Lorsque toute la smala revêt ses plus beaux atours et se met sur son trente-et-un, en vue d’un gala de bienfaisance, d’un dîner de charité ou d’une quelconque représentation publique ; toi, tu dois rester dans le confinement de cette architecturale bâtisse aux allures de prison dorée, avec toute une nuée de nurses et gouvernantes en guise de geôliers. Mis au ban de la famille, on prend grand de soin de t’écarter des arcanes du pouvoir et des affaires assurant l’opulence financière de la tribu.
Tes frères ? Certains t'envient de ne plus avoir à fouler ce sentier de la gloire vous étant tout tracé et balisé. D'autres croulent sous les remords et culpabilisent. Convaincus que ce sont eux qui auraient dû se trouver dans la voiture ce jour là. Tout. Ils donneraient tout pour échanger vos places et porter le poids de la malédiction s'étant abattue sur toi. Devenu du jour au lendemain aux yeux de tous une pauvre petite chose, on te couve et protège jusqu’à l’overdose et l’anoxémie. Comme si ton statut de “
bébé” et petit dernier n’était déjà pas suffisant … . Tâche pour laquelle tes frères, sans exception, mettent la main à la pâte.
Idris, qui en sa qualité d’aîné fait office de figure d’autorité masculine, pour pallier l’absence de papa retenu constamment pour affaires. Jade le protecteur zélé qui ne te lâche pas d’une semelle et te suit comme ton ombre. Même le fantasque et taciturne Nadim veille précautionneusement sur toi. Perçu par tous comme un corps de verre menaçant de voler en éclats, des kilomètres d’interdits te sont posés. "
Fais pas ci" ; "
Ne va pas là-bas" ; "
Reste ici" ; "
Tu vas te faire mal" ... . La liste des choses qui te sont autorisées de faire tient sur un post-it. Tel une fleur mise sous une cloche de verre, tu fanes et flétris à petit feu.

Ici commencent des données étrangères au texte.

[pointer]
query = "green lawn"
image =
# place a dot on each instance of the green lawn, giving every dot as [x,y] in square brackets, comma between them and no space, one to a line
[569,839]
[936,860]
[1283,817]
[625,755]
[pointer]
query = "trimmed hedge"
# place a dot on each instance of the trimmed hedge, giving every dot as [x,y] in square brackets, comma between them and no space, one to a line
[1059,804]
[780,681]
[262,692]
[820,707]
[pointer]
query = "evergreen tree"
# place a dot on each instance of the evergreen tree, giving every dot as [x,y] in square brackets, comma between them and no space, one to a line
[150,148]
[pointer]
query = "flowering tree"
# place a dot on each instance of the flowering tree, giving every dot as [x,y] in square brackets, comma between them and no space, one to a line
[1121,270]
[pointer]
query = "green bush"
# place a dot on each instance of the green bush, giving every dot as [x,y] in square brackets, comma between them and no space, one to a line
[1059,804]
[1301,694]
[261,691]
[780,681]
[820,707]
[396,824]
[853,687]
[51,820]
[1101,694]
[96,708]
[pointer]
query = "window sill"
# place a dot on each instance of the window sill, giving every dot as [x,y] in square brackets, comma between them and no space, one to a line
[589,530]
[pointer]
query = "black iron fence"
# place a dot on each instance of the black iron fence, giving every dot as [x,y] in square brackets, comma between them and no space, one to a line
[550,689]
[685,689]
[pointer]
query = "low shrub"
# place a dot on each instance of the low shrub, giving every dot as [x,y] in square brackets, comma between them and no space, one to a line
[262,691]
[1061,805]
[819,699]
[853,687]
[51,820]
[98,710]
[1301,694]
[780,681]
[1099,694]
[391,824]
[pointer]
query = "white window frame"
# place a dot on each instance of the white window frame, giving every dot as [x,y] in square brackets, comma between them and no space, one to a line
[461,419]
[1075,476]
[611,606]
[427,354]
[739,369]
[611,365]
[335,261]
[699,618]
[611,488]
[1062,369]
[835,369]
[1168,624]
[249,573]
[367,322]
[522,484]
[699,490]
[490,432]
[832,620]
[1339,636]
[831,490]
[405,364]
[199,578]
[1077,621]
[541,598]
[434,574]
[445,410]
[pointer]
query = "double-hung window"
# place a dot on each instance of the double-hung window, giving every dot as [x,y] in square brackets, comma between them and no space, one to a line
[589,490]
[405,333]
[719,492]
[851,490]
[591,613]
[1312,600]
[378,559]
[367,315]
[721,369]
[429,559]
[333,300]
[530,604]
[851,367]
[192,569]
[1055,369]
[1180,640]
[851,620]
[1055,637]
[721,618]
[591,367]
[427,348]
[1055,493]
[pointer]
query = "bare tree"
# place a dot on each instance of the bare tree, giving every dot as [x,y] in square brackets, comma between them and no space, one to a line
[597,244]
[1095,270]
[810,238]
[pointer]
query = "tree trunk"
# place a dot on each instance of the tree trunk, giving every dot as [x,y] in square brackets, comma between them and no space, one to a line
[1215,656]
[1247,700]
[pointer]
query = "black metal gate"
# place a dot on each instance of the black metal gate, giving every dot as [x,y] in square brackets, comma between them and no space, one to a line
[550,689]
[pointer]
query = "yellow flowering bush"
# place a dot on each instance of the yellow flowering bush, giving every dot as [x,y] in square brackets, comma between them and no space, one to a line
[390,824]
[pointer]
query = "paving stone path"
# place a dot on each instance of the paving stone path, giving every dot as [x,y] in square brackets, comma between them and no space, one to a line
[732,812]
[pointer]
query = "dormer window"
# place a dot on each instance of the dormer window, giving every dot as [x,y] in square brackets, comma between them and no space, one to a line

Toi le gamin avide de grands espaces, qui jadis galopait dans les jardins de la propriété familiale en habillant le silence de ton rire céleste. Maman ? Maman n'a plus jamais été la même depuis cette funeste journée de Novembre 2002. Cette femme solaire, rayonnante, pleine de vie et d'entrain que vous avez tant aimé ... . Cette femme est morte le jour où la lumière s'est éteinte sur ton monde. Ectoplasme tombée dans la dévotion, la piété et la religion. Afin d'expier l’irrémissible péché dont elle s'accuse, et qui s'apparente selon ses termes à un infanticide.